Investing vs Gambling: Are You An Investor, Trader or Gambler?

Making money in the stock market can be a great way to supplement or replace your current income, but if you go about it haphazardly and without a good plan, it can also be a one-way ticket to the poor house.

Any kind of investment involves a certain level of risk. It is how you assess and manage that risk that determines whether you are an investor, a trader, or a gambler. When you are dealing with the stock market, being a gambler is the worst possible option. Let’s discuss a gambler first so you can see what you may be doing wrong and move to a more profitable position.

Rolling the Dice

A professional gambler will tell you that they have learned to minimize their risk. While this may be true, the information they can apply is still limited when compared to something like trading or investing (unless they cheat!).

When you put money into a trade or buy a stock for investment without researching the history or situation of the company, looking at trends in the price or the index, or being aware of news concerning the industry they are in, you are gambling. It’s like just rolling the dice and just seeing what comes up. The chances of getting the roll you want are far less than the chances of one of the many other, losing options.

This is basically throwing your money out the car window on the highway. It might seem fun at the time, and a few bills may blow back in through the rear window, but for the most part you are burning cash and watching the smoke rise. I highly recommend not doing this. While that may seem like the most obvious advice you have ever received, I can almost guarantee that at least a few of you have done this in the market. Being honest about your mistakes is the first step to correcting them.


Investing Well Requires Lots of Research

Warren Buffet is arguably the greatest investor in history. Do you think that he throws darts at a board to determine where he will put his money? I can tell you that he doesn’t. A successful investor knows where their money is going. They know the company they are investing in like it is a good friend. While you can’t always predict what your friend will do in any given situation, you usually have a pretty good idea how they will react in most.

In order to have a working knowledge of how a stock will act on a regular basis, you have to get to know it. Spend time reading about the company. Who started it? Who runs it now? Who are the key decision makers for it and what is their track record? These and other questions are vital to knowing how the company is run and what their future may hold.

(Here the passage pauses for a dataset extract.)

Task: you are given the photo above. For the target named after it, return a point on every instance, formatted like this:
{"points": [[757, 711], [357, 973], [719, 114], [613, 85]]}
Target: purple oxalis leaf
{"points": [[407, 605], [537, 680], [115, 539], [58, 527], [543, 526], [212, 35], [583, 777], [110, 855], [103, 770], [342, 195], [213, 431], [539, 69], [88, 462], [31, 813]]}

The sector they operate in is just as important. If company X is the greatest widget maker in the world and the next best company is far, far behind them, they may be a great investment. But what if the trend in the world of widgets is that they will be replaced in the near future by wodgets? You certainly don’t want to put your money into a sinking ship, even if it hasn’t quite started sinking yet. Kodak has been a solid investment for many, many years. But with digital cameras eliminating the need for film, now where do they stand? I’m not saying that Kodak is not a good investment, I’m asking where they stand at this point in the industry. Have they adapted well enough to survive? Will they thrive or die? What are they doing now and what are their future plans?

These types of considerations are vital for putting money into a long-term play, which is what investing is. You also need to remain aware of changing circumstances, so that you can get out if you need to.

Investing is not only about stock price, though. A seasoned investor is looking more for stability than movement in a stock’s price. Dividends are an important factor as well.

The best way to make money on an investment is the Buffet method. When you have built up a strong holding in a company that is stable and growing, even at a small or even pace, you can sell calls on the stock that are out of the money enough to get a small but consistent return, with little risk of having to actually sell the contracts. Even if the stock price rises dramatically without warning and you do get called on the contracts, you win. You actually make more money when this happens!

Bottom line: spend time with your stock before you buy it, like you would court someone and date them before marrying them. It will give you the best return on your investment.

Trading is for Short Term Gains

Trading is a different animal than investing, and it requires different methods and research. While investing is best for years-long periods, trading is plays over one day to several months. Volatility is highly desired when trading, while investing requires stability and slow growth.

The tools used in trading are the same you use in investing, but they are analyzed on a much shorter-term basis. For instance, trend lines on a stock chart are important in both, but when investing you should look at monthly trends over a few or more years, while in trading you could be looking at as little as 5 minute periods.

There are trading cycles throughout the year that must be followed to be successful. In the summer, the market is generally very choppy and gains need to be quick and are often intra-day, while in the fall through winter trades can last for weeks. Knowing these cycles gives you good insight for how you should set your trades up.

Tools that can help you understand the way the market flows throughout the year are the Stock Trader’s Almanac, the calender for earnings, and historical charts that you can examine for trends in companies or indexes. If company Z has a drop in price after every spring earnings report, or a run-up in price leading up to it, this can be a regular play that you plan on. While current conditions always have to be taken into consideration, the trends make for a much better chance of the play going your way.

Trading is an excellent way to provide regular income week to week, while investing is more for securing your future. You can make money monthly or quarterly in investing using the Buffet method, however. A good plan is to trade for short term gains and then invest part of your earnings for the long term, while leaving the rest to trade with. Wash, rinse, repeat.